Capital gains inequity
12/11/2001 12:00:00 AM - Bruce Bartlett
This is the time of year when taxpayers should engage in a little last-minute tax planning. One of the most important things they can do to minimize their tax bite is realize some capital losses. They also need to pay close attention to their mutual funds, because fund managers have a lot to say about whether fund investors have taxable gains or losses for the year.
The tax law has long treated capital gains and losses asymmetrically. All net gains are taxed, but the deductibility of losses is limited. In effect, Uncle Sam is your partner if you are successful, taking as much as 39.6 percent of your profits. But if you are unsuccessful, tough luck.
Under current law, taxpayers first deduct any short-term gains -- those arising on assets held less than a year -- against short-term losses. Net short-term gains are taxed like ordinary income at rates up to 39.6 percent. Similarly, long-term gains are netted against long-term losses. Long-term gains, those over 1 year, are taxed at a maximum rate of 20 percent. After this, net short-term losses are used to offset net long-term gains. If an investor has an aggregate loss, up to $3,000 of it can be deducted from ordinary income.
There are a number of problems with this system. The most important is that it discourages risk-taking. Economists have long argued that capital losses should be fully deductible against ordinary income. Indeed, as long ago as 1954, the Economic Report of the President urged Congress to allow full deductibility for losses. "An investor," it said, "would be encouraged to try new fields of operation if he knew in advance that his misfortune, as well as his fortune, would be shared by the federal government."
At that time, only $1,000 of capital losses was deductible. It was fixed at this level from 1942 to 1963. It is worth noting that $1,000 in 1942 would be equivalent to $10,000 today. The loss limit was raised to $2,000 from 1964 to 1977. Interestingly, $2,000 in 1964 would also equal $10,000 today.
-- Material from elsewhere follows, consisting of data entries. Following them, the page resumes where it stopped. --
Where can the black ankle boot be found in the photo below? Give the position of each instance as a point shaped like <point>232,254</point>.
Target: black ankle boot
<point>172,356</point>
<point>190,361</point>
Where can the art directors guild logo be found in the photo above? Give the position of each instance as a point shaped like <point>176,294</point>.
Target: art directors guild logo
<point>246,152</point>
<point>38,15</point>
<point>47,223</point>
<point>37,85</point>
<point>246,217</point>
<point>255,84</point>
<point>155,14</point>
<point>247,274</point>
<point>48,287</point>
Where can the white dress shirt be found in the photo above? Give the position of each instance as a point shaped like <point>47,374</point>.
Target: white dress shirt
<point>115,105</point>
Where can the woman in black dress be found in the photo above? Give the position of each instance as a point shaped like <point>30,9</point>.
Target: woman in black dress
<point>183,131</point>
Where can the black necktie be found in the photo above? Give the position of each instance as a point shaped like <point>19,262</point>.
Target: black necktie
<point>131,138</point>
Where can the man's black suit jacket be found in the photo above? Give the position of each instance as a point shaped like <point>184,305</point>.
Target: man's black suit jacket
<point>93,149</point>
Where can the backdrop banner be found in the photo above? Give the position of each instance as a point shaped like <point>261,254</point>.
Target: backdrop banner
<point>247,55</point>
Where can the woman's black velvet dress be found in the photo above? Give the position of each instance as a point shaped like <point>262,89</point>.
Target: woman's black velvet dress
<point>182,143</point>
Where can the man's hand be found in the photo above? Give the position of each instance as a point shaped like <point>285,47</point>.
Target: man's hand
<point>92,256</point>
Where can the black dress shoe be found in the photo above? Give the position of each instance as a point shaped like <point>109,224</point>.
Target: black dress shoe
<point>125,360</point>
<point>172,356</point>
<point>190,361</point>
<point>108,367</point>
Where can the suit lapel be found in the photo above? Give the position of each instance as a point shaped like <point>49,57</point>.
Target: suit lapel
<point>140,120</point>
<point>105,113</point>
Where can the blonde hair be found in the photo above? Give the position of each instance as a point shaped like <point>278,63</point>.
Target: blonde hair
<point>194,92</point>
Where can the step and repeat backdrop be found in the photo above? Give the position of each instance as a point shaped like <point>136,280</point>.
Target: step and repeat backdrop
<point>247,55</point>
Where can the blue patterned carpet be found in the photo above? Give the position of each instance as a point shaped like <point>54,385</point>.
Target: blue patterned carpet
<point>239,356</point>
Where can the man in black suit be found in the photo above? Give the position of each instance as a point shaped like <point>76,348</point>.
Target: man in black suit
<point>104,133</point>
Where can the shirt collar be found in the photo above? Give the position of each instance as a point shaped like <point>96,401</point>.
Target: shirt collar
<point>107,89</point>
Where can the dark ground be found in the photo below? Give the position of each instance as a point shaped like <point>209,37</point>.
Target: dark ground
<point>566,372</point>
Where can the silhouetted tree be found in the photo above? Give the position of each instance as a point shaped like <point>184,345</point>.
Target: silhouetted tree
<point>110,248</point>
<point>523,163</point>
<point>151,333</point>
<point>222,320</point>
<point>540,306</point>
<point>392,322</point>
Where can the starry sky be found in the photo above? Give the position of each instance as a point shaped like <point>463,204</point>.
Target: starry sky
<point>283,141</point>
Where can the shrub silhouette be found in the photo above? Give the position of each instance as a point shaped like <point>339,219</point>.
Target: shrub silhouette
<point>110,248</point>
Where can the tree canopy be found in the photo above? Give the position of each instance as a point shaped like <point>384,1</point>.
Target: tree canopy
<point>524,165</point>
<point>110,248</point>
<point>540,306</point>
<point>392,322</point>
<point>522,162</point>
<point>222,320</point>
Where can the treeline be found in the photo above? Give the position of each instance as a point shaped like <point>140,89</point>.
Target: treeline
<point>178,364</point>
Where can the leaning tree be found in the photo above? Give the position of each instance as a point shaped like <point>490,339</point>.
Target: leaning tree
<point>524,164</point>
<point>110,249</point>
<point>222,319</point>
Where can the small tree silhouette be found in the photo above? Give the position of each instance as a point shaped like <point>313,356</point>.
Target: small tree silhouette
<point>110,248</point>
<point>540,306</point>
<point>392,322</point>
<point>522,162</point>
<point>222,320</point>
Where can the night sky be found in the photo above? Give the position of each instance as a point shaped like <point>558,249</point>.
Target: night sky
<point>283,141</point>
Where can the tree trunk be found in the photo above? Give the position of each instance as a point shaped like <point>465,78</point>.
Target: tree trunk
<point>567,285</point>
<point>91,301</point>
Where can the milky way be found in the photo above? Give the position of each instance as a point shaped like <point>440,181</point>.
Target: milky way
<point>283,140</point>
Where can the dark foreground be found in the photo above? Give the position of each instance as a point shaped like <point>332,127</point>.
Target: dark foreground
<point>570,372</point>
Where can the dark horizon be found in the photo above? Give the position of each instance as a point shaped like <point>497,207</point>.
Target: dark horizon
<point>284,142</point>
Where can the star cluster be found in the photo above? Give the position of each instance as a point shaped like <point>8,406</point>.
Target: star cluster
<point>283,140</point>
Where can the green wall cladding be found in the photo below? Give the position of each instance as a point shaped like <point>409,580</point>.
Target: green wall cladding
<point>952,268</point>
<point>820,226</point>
Since 1978, investors have been able to deduct $3,000 of losses. Had this figure been indexed to inflation, as many other features of the Tax Code are, it would be $8,000 today. By contrast, the standard deduction has risen by 271 percent since 1978, from $2,800 to $7,600, and the personal exemption has risen 290 percent, from $1,000 to $2,900.
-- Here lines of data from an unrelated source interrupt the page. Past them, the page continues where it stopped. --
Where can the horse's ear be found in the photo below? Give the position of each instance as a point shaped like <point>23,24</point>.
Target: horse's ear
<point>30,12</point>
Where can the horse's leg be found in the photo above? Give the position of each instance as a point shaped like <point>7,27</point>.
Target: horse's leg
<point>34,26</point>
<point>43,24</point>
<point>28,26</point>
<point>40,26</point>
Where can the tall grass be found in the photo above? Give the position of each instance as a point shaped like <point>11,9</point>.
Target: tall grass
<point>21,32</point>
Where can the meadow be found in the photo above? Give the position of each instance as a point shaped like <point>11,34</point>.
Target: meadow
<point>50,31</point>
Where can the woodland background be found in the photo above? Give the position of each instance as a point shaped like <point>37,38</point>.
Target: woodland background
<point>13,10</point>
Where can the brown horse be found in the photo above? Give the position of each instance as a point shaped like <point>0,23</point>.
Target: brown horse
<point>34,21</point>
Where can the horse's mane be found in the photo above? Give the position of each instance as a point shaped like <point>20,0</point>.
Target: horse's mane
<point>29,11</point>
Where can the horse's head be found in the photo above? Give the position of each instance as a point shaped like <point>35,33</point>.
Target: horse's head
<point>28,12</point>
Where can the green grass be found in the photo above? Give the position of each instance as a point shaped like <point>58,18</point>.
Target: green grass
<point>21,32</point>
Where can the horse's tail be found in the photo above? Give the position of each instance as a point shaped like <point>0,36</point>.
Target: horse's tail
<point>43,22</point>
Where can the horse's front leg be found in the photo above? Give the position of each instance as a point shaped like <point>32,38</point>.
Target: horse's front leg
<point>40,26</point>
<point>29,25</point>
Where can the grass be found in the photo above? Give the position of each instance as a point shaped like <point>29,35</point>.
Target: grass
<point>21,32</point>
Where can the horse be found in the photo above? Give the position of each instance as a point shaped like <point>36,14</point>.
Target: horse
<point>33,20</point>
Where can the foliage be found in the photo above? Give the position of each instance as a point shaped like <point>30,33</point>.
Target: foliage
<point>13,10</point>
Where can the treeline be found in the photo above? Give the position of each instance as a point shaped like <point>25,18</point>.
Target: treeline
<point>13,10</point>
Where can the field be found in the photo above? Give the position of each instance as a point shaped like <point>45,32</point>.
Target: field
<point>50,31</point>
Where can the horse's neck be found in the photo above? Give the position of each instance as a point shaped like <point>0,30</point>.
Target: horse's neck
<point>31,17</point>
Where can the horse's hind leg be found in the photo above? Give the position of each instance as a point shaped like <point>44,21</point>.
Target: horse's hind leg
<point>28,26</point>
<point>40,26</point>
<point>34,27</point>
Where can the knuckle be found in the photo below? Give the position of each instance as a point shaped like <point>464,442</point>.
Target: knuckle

There is legislation pending in Congress that would increase the loss limit. S. 784, sponsored by Sen. Frank Murkowski, R-Alaska, would raise the limit to $20,000 per year. S. 818, co-sponsored by Sens. Orrin Hatch, R-Utah, and Robert Torricelli, D-N.J., would raise the limit to $10,000. And H.R. 1619, sponsored by Rep. Zoe Lofgren, D-Calif., would raise the limit to $8,250. Unfortunately, there appears to be little likelihood of quick action on any of these bills.
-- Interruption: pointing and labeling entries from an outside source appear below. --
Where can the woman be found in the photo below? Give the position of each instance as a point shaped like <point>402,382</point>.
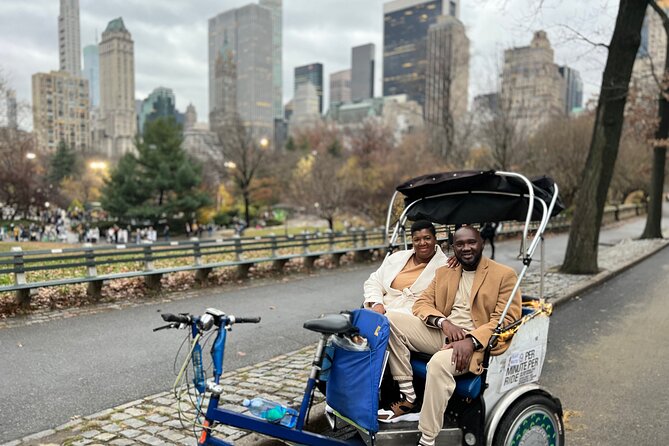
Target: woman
<point>404,275</point>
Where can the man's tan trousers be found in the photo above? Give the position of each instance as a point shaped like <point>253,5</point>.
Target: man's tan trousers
<point>408,333</point>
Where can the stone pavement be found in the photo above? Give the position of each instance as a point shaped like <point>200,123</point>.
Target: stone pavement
<point>156,419</point>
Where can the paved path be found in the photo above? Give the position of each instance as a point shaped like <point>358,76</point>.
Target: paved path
<point>102,427</point>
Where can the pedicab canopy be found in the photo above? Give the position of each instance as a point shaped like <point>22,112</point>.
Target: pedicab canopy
<point>475,196</point>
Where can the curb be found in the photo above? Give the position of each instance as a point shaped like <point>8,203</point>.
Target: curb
<point>604,276</point>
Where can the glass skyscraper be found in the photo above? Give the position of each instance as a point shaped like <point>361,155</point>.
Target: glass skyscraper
<point>312,73</point>
<point>406,23</point>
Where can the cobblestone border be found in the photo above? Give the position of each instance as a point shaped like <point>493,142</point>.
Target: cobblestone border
<point>154,420</point>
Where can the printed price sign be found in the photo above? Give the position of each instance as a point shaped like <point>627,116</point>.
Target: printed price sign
<point>522,367</point>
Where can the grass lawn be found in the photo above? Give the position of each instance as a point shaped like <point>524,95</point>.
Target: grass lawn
<point>7,246</point>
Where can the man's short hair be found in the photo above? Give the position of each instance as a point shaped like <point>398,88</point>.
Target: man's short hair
<point>419,225</point>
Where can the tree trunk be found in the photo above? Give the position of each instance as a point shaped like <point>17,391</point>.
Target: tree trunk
<point>653,227</point>
<point>247,200</point>
<point>581,255</point>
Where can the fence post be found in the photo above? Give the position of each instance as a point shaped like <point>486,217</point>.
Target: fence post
<point>362,254</point>
<point>94,287</point>
<point>152,280</point>
<point>273,243</point>
<point>202,273</point>
<point>22,295</point>
<point>305,245</point>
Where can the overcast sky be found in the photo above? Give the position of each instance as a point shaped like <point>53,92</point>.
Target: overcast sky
<point>171,38</point>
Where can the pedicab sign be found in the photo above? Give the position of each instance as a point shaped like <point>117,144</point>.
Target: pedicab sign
<point>522,367</point>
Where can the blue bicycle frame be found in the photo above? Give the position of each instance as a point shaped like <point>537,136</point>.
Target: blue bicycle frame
<point>216,414</point>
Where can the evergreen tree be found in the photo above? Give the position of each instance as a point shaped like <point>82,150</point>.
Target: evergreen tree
<point>161,180</point>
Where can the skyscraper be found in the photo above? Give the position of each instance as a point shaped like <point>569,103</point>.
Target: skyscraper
<point>61,111</point>
<point>12,109</point>
<point>159,104</point>
<point>241,69</point>
<point>277,60</point>
<point>447,79</point>
<point>573,89</point>
<point>340,87</point>
<point>532,88</point>
<point>117,90</point>
<point>312,73</point>
<point>69,43</point>
<point>406,23</point>
<point>362,72</point>
<point>92,72</point>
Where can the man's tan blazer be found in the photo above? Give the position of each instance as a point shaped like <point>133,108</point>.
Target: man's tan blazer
<point>492,287</point>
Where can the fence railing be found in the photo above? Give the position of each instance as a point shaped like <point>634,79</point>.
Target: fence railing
<point>23,271</point>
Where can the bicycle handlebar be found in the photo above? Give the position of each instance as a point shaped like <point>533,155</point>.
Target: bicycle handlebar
<point>245,320</point>
<point>181,318</point>
<point>212,316</point>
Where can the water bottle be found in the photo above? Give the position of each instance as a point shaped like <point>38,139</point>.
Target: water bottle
<point>271,411</point>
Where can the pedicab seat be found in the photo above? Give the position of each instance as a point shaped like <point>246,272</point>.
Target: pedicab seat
<point>466,386</point>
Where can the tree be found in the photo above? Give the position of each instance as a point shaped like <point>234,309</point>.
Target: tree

That is too bad, because investors are going to have a lot of losses this year. The combined value of stocks on the New York Stock Exchange is down $1.5 trillion since Jan. 1, and the NASDAQ is down another $1.1 trillion. Many investors undoubtedly are going to find that they will have net losses far exceeding $3,000. The law allows excess losses to be carried forward to future years, but that makes them much less valuable than those that can be deducted immediately.
Mutual fund investors may find themselves particularly inconvenienced. They can often find themselves with taxable gains even when the value of their funds has fallen. That is because the law requires all realized gains and losses on stocks owned by mutual funds to be attributed directly to fund investors. If fund managers realized a lot of gains this year, but held on to losses, fund investors could find themselves with big tax bills even though they lost money.
Unfortunately, mutual fund investors generally pay insufficient attention to whether their funds are managed so as to minimize taxes. A new Securities and Exchange Commission rule requires funds to give them more information about taxes, but they still need to be aware that taxes can greatly affect their returns even when they don't sell their shares.
Rep. Jim Saxton, R-N.J., has been working for years to give mutual fund investors a break. H.R. 168 would allow them to postpone paying taxes on gains until they sell their shares. Surprisingly, he has gotten little support from the mutual fund industry, which only just recently endorsed his bill. With a little bit of lobbying by the Investment Company Institute, the trade association for mutual funds, the Saxton bill would probably have been included in the tax bill that passed Congress earlier this year. Its inaction is going to cause mutual fund investors a lot of headaches in April.